I used to say "my mom has a lot of stuff, but she is very clean." And then one day, a few years ago, I realized that her "clutter" precluded cleanliness because it is impossible to clean when there is literally no clear surface in a house.
We have not been able to sit at the dining room table in at least five years. There is trash underneath it. There are piles of knick knacks, papers, and "decorations" on top of it.
My mother had begun to store wrapping paper, all manner of baskets, trinkets, and just plain crap in the shower of her second bathroom.
She's been begging me for months to come home and help her clean, and for as much as I've wanted to, I know that her take on "cleaning" is to separate her clutter into piles--to "organize" the mess--to migrate it to a new corner. I told her that if I came home, it would not be to help her clean, but to help her throw things away. My mother is a good month of continued purging away from cleaning up.
Among the things I found today:
Several bags of bags
Natty hair pieces/wig attachments
Colouring books
A book that explains menstruation to teens (written in the 1960s if the illustrations are anything to go by)
Hair conditioner that I am certain was in the main bathroom when I was in high school (1987-1991)

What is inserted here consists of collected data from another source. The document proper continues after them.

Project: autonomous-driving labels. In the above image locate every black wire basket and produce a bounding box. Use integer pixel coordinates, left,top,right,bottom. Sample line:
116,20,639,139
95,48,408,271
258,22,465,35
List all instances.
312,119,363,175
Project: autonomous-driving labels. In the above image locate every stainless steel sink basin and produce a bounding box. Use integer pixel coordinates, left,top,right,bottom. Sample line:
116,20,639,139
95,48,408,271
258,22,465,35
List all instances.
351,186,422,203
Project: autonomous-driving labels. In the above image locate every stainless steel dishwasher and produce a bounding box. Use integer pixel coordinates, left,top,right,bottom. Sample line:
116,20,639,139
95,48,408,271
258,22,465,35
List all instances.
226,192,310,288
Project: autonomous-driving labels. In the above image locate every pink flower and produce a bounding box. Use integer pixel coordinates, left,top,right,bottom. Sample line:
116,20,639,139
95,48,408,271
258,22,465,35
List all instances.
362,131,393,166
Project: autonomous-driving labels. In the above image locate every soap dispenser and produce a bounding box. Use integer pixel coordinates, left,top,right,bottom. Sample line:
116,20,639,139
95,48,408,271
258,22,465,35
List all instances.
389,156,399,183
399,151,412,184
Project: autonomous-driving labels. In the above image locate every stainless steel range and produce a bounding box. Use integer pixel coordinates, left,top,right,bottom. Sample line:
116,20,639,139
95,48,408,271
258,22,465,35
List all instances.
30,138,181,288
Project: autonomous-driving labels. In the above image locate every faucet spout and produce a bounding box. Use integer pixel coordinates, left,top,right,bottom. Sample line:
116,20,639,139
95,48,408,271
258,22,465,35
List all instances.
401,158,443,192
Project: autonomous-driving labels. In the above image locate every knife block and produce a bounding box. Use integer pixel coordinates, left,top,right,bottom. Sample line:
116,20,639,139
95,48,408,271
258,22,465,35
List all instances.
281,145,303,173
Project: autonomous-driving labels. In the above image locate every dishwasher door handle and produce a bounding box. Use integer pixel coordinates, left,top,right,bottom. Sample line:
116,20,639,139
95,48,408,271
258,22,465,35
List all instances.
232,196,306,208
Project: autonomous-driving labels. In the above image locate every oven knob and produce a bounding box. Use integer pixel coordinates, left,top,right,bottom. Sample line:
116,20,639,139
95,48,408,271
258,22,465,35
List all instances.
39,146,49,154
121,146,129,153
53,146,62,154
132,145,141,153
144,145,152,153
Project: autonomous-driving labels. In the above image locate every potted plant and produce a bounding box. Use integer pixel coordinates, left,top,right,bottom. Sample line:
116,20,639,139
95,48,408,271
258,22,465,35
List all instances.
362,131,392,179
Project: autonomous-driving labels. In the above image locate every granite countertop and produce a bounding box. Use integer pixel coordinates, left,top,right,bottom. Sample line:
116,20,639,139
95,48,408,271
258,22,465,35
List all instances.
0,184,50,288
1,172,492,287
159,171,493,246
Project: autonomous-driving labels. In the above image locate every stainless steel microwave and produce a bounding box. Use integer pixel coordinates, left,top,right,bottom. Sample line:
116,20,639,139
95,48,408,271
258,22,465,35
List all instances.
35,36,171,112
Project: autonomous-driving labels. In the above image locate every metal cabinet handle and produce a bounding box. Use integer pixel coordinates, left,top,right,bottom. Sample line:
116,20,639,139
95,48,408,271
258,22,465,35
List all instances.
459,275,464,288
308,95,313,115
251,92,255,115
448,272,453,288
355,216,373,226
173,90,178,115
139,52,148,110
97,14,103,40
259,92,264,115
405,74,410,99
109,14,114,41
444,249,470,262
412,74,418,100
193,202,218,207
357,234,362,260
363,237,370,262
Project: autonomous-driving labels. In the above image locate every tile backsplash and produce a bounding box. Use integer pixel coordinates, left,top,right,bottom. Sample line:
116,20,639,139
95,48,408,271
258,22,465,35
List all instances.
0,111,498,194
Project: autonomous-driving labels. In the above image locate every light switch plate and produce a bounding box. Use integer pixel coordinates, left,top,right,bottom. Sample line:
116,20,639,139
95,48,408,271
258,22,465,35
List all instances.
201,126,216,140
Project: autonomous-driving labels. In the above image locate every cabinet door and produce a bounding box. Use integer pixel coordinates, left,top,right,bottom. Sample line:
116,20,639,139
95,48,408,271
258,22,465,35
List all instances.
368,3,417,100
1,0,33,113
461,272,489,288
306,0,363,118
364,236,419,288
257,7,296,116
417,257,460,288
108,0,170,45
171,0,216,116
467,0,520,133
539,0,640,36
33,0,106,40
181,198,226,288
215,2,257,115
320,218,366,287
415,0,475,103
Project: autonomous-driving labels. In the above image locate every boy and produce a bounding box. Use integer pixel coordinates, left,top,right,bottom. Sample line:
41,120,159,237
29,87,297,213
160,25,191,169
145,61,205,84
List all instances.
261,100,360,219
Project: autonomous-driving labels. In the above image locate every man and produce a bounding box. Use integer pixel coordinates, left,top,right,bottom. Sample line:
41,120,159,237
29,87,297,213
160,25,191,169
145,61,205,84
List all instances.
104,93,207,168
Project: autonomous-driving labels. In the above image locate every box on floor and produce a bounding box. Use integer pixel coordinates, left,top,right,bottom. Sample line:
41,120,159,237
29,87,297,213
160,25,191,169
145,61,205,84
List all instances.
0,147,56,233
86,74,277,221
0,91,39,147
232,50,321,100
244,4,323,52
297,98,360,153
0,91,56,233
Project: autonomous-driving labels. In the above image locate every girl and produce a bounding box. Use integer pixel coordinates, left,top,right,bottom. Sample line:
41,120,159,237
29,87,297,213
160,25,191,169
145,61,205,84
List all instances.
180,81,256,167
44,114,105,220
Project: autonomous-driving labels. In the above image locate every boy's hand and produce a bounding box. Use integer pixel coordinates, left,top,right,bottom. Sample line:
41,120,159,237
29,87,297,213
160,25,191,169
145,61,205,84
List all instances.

She has been fighting us at every turn. The only peaceful moments we've had are the ones when she went out to run errands. The push/pull between wanting to respect her and let her make decisions about what to throw away and what to keep is butting up against the cruel necessity of simply putting things in garbage bags without telling her anything.
And what is worse, her car has become an extension of the house. When she picked me and Caryl up at the train station last night, there was not enough room in the car for us both because of all the junk she carts around purposelessly day in and day out.
It's heartbreaking.
My middle sister gave voice to my darkest thoughts. How hard, she wondered, would this be if we had to dig through all this stuff after our mother's passing (which is not something we foresee in the immediate future, but still is an inevitability)?
Friday, March 02, 2007
I'm going to work today, then directly to visit my mom for the weekend. Not much is going on except that I caught up with a classmate last night. We met at the Brewer's Art, but finding that too crowded we left for Sammy's where we sat at a quiet, smokeless bar till closing.
In other news, a promising man has established contact. I volleyed back. We'll see if it materializes. Still have to firm up plans for Monday's and Tuesday's meetings (that's really what they are like... scrambled versions of the job interview construct).